Here it was REALLY REALLY surprising, that my 5Mbps Unifi connection manage to breakthrough the speed limit. With a download speed of 6.74 Mb/s is even faster than my Unifi connection to the KL servers. Yes however still wins the download speed test with a very respectable 7.67Mb/s, but surprising its upload speeds and ping are still slower than that of Unifi.

Journey to the West (Speed test against Palo Alto)

Now, very few of us actually surf websites in Malaysia and Singapore alone, so let’s take the competition state side. With a randomly selected server from the states (Palo Alto), here’s the results:

Here the competition get’s really really stiff. With almost nothing between them, Yes still edges out Unifi with a slightly faster Download and Upload speeds, still I doubt it’ll make a difference to your internet experience. Yes however, is looking to make a clean sweep here.

The war for Europe (Speed test to Rotterdam)

Finally, I took  a randomly selected European server, in this case a server located in Rotterdam.

Here Unifi really takes the battle and beats Yes by a wide margin. For some unknown reason a Yes connection to Europe is far slower than Unifi, with a download speed less than half of Unifi, Yes seems to crawl in Europe.

Another thing to note, Unifi connection speeds seem to be similar from US to Europe, Yes appears patchy.

Conclusion

Here’s a couple of things I learnt from the test:

1) Yes can go really fast. Even from inside my home (from the comfort of my bedroom) a connection speed of 9.05 Mb/s means that the 4G Infrastructure can support really high speeds.

2) Yes is faster than Unifi: The 5Mbps Unifi package is no match for Yes, but that being said, once you go outside of Malaysia the difference becomes really really small. Still, it has to be said, Yes is faster.

3) Yes looks cranky in Europe: In all other regions, Yes Download speeds were much faster than its upload speed, except in Europe where its download speed trailed by 1Mb/s. It’s also the only region where Yes was slower than Unifi.

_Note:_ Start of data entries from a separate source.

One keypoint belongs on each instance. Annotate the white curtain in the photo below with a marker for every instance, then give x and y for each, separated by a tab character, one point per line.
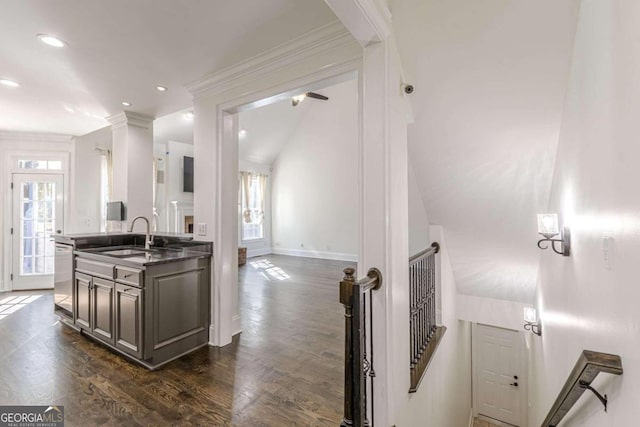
262	183
245	182
253	210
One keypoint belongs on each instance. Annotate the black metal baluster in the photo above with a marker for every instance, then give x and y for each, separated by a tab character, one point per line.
372	372
346	298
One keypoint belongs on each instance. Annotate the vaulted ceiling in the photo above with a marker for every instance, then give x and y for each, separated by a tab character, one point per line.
490	78
120	50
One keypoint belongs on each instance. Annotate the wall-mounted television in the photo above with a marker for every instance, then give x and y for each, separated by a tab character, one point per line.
115	211
187	167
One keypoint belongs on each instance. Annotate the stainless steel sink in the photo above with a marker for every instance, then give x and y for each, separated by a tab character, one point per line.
124	252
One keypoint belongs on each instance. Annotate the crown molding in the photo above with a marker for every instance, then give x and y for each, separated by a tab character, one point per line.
33	136
129	118
316	42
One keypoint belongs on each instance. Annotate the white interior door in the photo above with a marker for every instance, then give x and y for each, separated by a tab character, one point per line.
499	374
37	216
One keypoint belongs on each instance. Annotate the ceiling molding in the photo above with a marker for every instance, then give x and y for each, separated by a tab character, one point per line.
129	118
369	21
33	137
323	39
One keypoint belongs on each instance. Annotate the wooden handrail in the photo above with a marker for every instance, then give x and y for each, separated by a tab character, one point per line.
586	369
433	249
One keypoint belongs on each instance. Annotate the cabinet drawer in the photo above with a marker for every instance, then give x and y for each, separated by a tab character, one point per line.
130	276
95	268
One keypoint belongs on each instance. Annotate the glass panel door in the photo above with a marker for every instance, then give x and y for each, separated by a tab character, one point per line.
38	209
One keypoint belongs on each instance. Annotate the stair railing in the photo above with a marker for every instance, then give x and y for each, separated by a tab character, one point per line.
424	332
586	369
358	368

4) Unifi is consistent: Unifi was consistently good in all servers, and overall the ping times and upload speeds make it a far more consistent provider than Yes.

So should you choose Yes Over Unifi. Let me put it to you this way, Unifi has a fair usage policy of 60GB/Month, which works out to 2GB/day. To get 60GB on Yes, you’d need to spend about Rm900/month, which makes it about 6 times more expensive than Unifi.

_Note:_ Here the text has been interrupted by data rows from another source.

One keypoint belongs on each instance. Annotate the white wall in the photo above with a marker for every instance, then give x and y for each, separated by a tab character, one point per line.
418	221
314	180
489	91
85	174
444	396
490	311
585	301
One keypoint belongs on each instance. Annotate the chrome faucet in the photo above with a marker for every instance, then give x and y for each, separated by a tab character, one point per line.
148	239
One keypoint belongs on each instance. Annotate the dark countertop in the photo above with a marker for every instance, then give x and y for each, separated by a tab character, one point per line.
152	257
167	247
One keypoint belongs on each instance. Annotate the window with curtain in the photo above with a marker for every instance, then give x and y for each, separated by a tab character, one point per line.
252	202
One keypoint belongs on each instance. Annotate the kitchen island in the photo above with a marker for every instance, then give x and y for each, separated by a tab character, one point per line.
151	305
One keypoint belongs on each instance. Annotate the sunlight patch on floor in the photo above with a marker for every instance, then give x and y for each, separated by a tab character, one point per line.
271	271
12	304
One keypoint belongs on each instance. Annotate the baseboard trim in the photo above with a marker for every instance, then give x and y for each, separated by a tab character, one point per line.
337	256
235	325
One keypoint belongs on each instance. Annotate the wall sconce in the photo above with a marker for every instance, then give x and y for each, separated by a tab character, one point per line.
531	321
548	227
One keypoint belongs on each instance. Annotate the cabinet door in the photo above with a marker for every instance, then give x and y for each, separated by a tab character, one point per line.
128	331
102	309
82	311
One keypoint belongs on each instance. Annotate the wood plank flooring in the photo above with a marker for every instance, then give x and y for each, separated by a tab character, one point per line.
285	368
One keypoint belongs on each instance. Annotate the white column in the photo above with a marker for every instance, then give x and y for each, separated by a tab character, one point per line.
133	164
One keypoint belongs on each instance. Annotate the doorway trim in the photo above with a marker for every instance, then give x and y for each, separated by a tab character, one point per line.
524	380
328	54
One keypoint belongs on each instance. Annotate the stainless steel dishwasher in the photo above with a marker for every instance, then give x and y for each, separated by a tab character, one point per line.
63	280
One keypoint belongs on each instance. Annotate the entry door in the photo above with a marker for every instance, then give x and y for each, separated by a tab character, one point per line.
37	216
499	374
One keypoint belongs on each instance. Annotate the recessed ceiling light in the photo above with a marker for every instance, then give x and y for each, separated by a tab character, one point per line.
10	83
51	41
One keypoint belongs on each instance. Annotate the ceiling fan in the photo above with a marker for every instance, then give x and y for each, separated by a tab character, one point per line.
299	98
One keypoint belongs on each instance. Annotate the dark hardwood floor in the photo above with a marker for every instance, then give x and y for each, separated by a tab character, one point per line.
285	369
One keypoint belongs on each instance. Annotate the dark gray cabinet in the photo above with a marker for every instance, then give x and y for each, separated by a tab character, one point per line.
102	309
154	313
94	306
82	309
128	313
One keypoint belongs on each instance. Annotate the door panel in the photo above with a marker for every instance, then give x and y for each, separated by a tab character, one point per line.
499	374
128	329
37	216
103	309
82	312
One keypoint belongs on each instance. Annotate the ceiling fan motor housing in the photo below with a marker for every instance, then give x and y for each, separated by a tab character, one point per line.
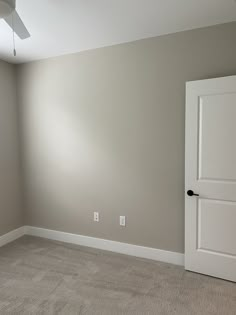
7	7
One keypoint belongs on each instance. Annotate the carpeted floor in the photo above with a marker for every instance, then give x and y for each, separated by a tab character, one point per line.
39	276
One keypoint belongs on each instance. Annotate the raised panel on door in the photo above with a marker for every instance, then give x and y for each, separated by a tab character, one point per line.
213	215
217	133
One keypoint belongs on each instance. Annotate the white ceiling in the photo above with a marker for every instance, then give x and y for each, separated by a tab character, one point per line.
66	26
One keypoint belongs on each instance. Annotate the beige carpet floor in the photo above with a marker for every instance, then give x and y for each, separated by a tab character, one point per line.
39	276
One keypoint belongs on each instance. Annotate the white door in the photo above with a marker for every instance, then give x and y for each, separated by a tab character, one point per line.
210	171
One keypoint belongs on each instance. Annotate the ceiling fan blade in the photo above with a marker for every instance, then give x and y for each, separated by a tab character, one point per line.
19	26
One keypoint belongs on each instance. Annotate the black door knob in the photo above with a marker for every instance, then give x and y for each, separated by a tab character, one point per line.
191	193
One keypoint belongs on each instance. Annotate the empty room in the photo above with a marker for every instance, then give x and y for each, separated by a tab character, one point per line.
118	157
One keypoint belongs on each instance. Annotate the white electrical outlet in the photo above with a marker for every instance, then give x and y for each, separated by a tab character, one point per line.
96	216
122	220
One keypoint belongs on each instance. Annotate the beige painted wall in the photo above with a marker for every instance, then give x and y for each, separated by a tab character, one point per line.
103	131
10	196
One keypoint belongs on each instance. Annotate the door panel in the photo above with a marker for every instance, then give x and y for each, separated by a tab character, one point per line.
213	215
217	126
210	171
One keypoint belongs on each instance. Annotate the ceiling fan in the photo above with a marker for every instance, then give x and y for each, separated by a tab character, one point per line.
9	14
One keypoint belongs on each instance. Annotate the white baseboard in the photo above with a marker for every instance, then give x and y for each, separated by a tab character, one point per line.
12	236
117	247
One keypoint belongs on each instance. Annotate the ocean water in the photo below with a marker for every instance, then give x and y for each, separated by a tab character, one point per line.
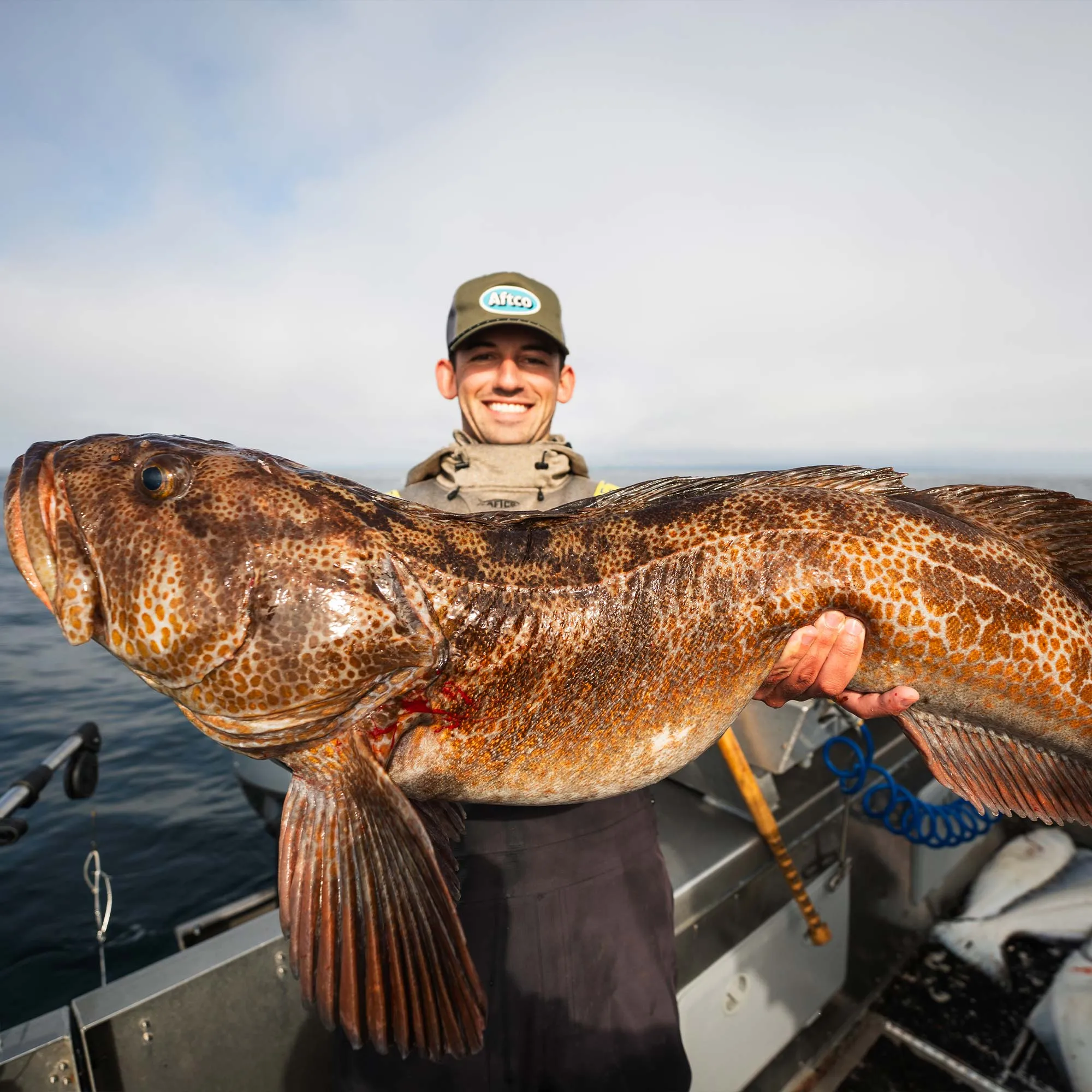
173	827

Of course that’s not the only way to look at it. Yes is both pre-paid and mobile, while unifi is post-paid (with a 24 month contract) and fixed home service, so it’s not exactly Apples and Apples here.

What this test does prove is that Yes can hold it’s own against Unifi and in most cases it’s actually faster than Unifi, but whether you should get Yes or Unifi is another matter.

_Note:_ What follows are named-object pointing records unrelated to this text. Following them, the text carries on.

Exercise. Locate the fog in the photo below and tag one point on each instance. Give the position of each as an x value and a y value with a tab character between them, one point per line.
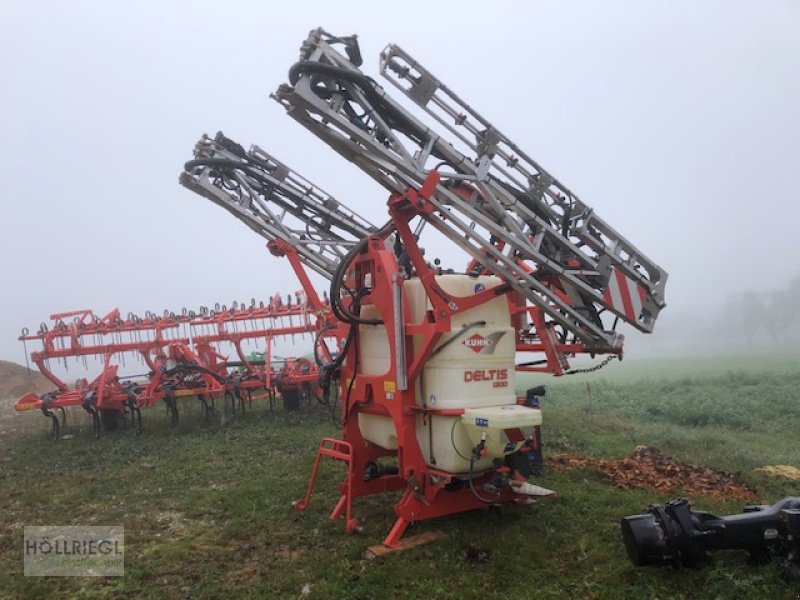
678	122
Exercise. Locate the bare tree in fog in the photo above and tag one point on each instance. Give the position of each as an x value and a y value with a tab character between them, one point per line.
776	313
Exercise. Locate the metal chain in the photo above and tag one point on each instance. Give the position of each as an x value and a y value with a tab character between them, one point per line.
597	367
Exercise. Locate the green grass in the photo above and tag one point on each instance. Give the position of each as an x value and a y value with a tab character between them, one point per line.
207	509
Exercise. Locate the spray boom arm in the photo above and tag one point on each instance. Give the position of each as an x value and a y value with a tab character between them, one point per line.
493	201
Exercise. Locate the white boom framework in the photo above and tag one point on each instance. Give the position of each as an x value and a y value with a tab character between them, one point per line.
275	202
493	201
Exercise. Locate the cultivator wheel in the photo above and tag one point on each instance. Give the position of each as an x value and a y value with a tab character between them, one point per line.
55	429
172	410
112	419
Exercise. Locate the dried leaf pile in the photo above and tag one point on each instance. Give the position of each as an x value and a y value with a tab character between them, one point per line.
648	469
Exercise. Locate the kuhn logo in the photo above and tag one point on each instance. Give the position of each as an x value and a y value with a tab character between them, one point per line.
478	343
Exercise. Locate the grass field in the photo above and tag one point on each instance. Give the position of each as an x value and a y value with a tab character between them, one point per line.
207	509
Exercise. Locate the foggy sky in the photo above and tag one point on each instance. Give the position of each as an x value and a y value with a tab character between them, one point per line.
678	122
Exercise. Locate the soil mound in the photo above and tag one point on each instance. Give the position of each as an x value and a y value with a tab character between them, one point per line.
648	469
15	381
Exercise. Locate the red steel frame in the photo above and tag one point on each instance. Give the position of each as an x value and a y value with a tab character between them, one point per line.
426	495
180	365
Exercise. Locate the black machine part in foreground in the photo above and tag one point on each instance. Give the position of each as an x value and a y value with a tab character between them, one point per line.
676	535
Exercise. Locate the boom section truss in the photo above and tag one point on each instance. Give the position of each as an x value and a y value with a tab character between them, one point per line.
275	202
493	201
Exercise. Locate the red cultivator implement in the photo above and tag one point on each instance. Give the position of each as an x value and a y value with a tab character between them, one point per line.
183	357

For more information on Yes Coverage, and particularly the speed of Yes across Malaysia, the guys over at the awesome SoyaCincau took their Yes dongle from Ipoh to Penang and took speed test throughout. Amazing post here.

8 Comments

  1. Karen

    Hi!

    Read your tests of YES and Unifi and found it informative. Is it true that though the speed is registered by speedtest.net as such, it is not what one experiences on one’s own notebook? In other words, is the speed indicated by the closest server to me what I’m actually experiencing at home?

    Would be grateful for your input.

    Karen

  2. speedtest.net is just an indication of the speed, the ‘actual’ speed you experience depends on a number of things. However, its a general rule of thumb that a high speedtest.net result would translate to better speed. 

    Hope that helps and sorry for the late response.